According to the Constitution, nature and its biodiversity, the environment and the national heritage are the responsibility of everyone. The public authorities shall endeavour to guarantee for everyone the right to a healthy environment and for everyone the possibility to influence the decisions that concern their own living environment.

The Ministry of the Environment guides and monitors nature conservation in Finland. It prepares legislation to maintain biodiversity and is responsible for the general monitoring of the implementation of this legislation. The Ministry also prepares nature conservation programmes and establishes nature reserves under these programmes.
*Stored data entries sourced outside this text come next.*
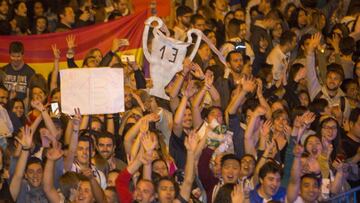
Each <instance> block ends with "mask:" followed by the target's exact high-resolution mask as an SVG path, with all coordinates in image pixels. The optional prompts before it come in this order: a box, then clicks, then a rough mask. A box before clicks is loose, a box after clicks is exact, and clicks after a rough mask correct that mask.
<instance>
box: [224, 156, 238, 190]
mask: <svg viewBox="0 0 360 203" xmlns="http://www.w3.org/2000/svg"><path fill="white" fill-rule="evenodd" d="M239 175H240V163H239V161H238V160H235V159H228V160H226V161H225V162H224V164H223V166H222V167H221V176H222V178H223V180H224V184H226V183H236V182H237V180H238V179H239Z"/></svg>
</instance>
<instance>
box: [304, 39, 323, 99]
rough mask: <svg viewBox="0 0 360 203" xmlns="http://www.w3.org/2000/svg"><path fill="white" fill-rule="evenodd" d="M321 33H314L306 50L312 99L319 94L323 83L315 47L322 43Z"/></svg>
mask: <svg viewBox="0 0 360 203" xmlns="http://www.w3.org/2000/svg"><path fill="white" fill-rule="evenodd" d="M320 40H321V34H320V33H316V34H314V35H313V36H312V37H311V39H310V43H309V47H308V49H306V50H305V52H306V67H307V71H306V81H307V87H308V91H309V95H310V99H311V101H312V100H314V98H315V97H316V96H317V94H318V93H319V92H320V91H321V85H320V83H319V80H318V78H317V74H316V69H315V48H316V47H317V46H318V45H319V44H320Z"/></svg>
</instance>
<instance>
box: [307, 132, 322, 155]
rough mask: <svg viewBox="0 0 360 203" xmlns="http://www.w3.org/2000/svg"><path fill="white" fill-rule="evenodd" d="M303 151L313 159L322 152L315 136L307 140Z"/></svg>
mask: <svg viewBox="0 0 360 203" xmlns="http://www.w3.org/2000/svg"><path fill="white" fill-rule="evenodd" d="M305 150H306V151H307V152H309V153H310V155H311V156H313V157H318V156H319V155H320V153H321V151H322V145H321V141H320V139H319V138H318V137H316V136H311V137H310V138H308V140H307V143H306V145H305Z"/></svg>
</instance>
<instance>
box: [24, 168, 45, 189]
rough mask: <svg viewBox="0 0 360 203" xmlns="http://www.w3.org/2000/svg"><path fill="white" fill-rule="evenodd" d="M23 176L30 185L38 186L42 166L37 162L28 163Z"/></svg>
mask: <svg viewBox="0 0 360 203" xmlns="http://www.w3.org/2000/svg"><path fill="white" fill-rule="evenodd" d="M25 177H26V179H27V181H28V182H29V183H30V185H32V186H34V187H39V186H40V185H41V181H42V177H43V168H42V166H41V165H40V164H39V163H33V164H30V165H29V166H28V167H27V169H26V173H25Z"/></svg>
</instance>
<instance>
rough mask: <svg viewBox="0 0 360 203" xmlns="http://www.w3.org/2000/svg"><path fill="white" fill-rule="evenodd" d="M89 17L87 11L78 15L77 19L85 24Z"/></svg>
mask: <svg viewBox="0 0 360 203" xmlns="http://www.w3.org/2000/svg"><path fill="white" fill-rule="evenodd" d="M90 17H91V13H90V12H89V11H84V12H83V13H82V14H81V15H80V17H79V19H80V20H82V21H85V22H86V21H88V20H89V19H90Z"/></svg>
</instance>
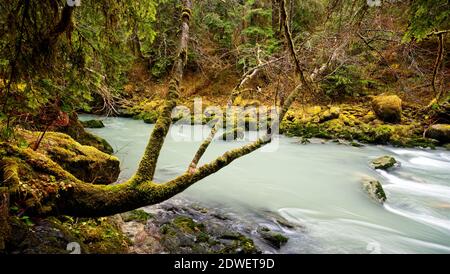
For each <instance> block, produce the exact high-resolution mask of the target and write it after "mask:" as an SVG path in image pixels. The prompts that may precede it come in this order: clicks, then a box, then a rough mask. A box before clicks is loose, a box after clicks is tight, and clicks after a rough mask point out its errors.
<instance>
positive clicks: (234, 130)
mask: <svg viewBox="0 0 450 274" xmlns="http://www.w3.org/2000/svg"><path fill="white" fill-rule="evenodd" d="M242 138H244V129H243V128H241V127H235V128H233V129H231V130H228V131H225V132H224V133H223V134H222V136H221V139H222V140H224V141H233V140H236V139H242Z"/></svg>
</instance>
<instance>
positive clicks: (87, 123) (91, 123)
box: [81, 120, 105, 128]
mask: <svg viewBox="0 0 450 274" xmlns="http://www.w3.org/2000/svg"><path fill="white" fill-rule="evenodd" d="M81 124H82V125H83V127H85V128H104V127H105V125H104V124H103V122H102V121H100V120H87V121H81Z"/></svg>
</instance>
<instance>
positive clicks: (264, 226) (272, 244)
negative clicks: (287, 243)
mask: <svg viewBox="0 0 450 274" xmlns="http://www.w3.org/2000/svg"><path fill="white" fill-rule="evenodd" d="M258 233H259V234H260V235H261V237H262V238H263V239H264V241H266V242H267V243H268V244H269V245H271V246H273V247H275V248H277V249H279V248H281V247H282V246H283V245H285V244H286V243H287V241H288V240H289V238H288V237H286V236H284V235H283V234H281V233H278V232H275V231H272V230H270V229H269V228H267V227H265V226H263V227H260V228H258Z"/></svg>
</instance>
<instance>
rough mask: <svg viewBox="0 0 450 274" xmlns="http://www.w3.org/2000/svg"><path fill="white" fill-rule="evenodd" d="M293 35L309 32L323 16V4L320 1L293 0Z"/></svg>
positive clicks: (318, 22) (292, 24) (319, 23)
mask: <svg viewBox="0 0 450 274" xmlns="http://www.w3.org/2000/svg"><path fill="white" fill-rule="evenodd" d="M293 1H294V12H293V20H292V31H293V33H302V32H305V31H307V32H311V31H312V30H313V29H314V27H315V26H317V25H319V24H320V23H321V19H323V18H324V16H325V4H324V1H320V0H306V1H305V0H293Z"/></svg>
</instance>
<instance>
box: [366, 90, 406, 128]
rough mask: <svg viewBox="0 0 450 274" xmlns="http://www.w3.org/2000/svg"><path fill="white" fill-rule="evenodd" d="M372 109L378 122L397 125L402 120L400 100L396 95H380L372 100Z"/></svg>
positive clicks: (376, 96)
mask: <svg viewBox="0 0 450 274" xmlns="http://www.w3.org/2000/svg"><path fill="white" fill-rule="evenodd" d="M372 108H373V110H374V112H375V114H376V115H377V117H378V118H379V119H380V120H383V121H384V122H390V123H398V122H400V121H401V118H402V100H401V99H400V98H399V97H398V96H397V95H380V96H376V97H374V98H373V100H372Z"/></svg>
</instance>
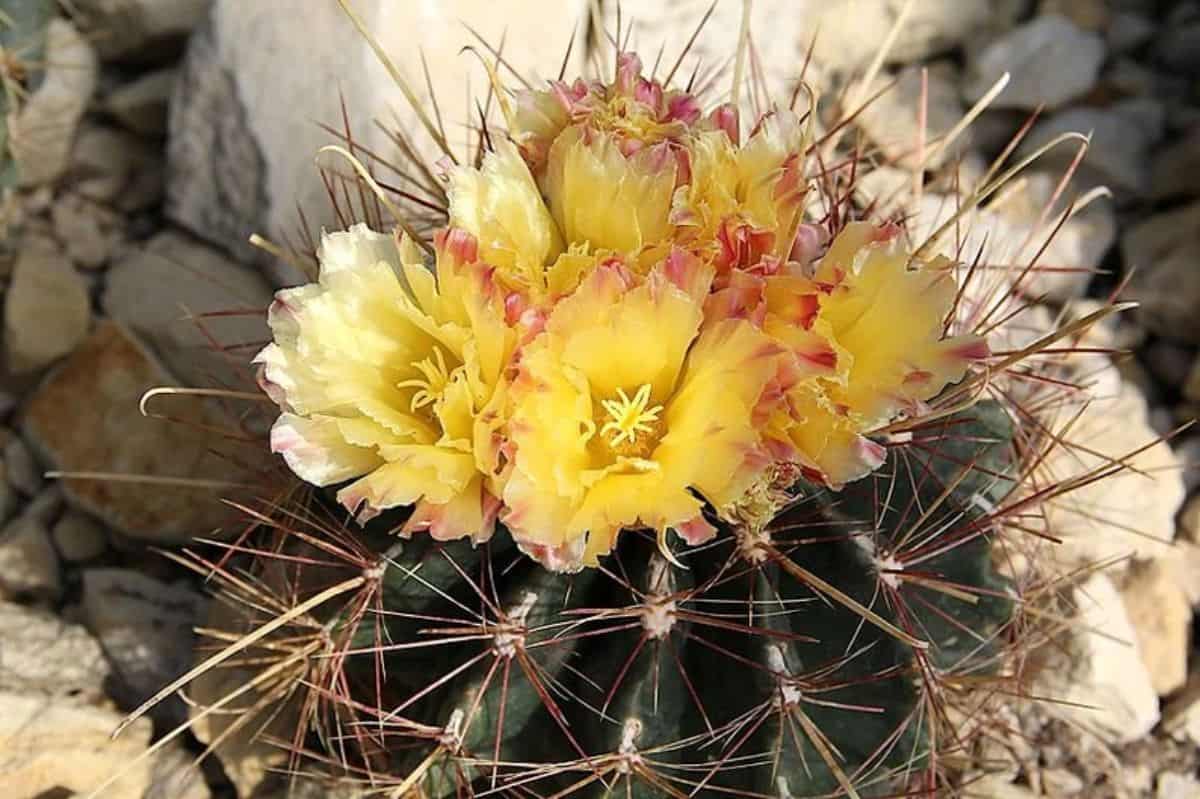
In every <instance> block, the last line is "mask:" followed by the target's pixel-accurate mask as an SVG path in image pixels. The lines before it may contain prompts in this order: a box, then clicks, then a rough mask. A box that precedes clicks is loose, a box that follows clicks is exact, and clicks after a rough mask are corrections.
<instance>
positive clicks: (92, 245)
mask: <svg viewBox="0 0 1200 799" xmlns="http://www.w3.org/2000/svg"><path fill="white" fill-rule="evenodd" d="M50 216H52V218H53V220H54V234H55V236H56V238H58V240H59V241H60V242H62V245H64V246H65V247H66V250H67V254H68V256H71V260H72V262H74V263H76V264H78V265H79V266H83V268H84V269H98V268H100V266H103V265H104V263H107V262H108V259H109V257H112V254H113V252H114V251H115V250H116V247H118V246H119V245H120V244H121V238H122V235H124V228H125V220H124V218H122V217H121V216H120V215H119V214H115V212H114V211H112V210H109V209H107V208H104V206H102V205H97V204H96V203H94V202H91V200H89V199H85V198H84V197H82V196H79V194H74V193H68V194H64V196H61V197H59V198H58V199H56V200H55V202H54V205H53V206H52V209H50Z"/></svg>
Furthermore, it approves the management and use plans of major nature reserves.

The Finnish Environment Institute researches and assesses biodiversity, serving various public bodies and agencies, businesses and communities. It assesses the endangered status of organisms and habitats, conducts research on the management and restoration of different habitats, and on the importance of ecosystem services and their interaction with biodiversity.

Centres for Economic Development, Transport and the Environment (ELY Centres) promote and supervise nature conservation and landscape protection in their respective regions. They safeguard biodiversity, for example, by

  • establishing nature reserves on privately owned land
  • acquiring areas for the state, for the purpose of nature conservation
  • approving proposals for protected areas and management and use plans for these areas
  • safeguarding natural values in land use planning
  • planning the management and use of Natura 2000 areas

For more information:

Municipalities promote and supervise nature conservation and landscape protection within their areas of jurisdiction. For example, they can prepare proposals for protection and draft management and use plans related to protected areas. They can also decide on the protection of natural monuments. Municipalities are responsible for ensuring that land use planning and construction planning support ecologically sustainable development and that the environmental impacts of such plans are taken into account.

The state forest administration Metsähallitus maintains most of Finland's nature reserves.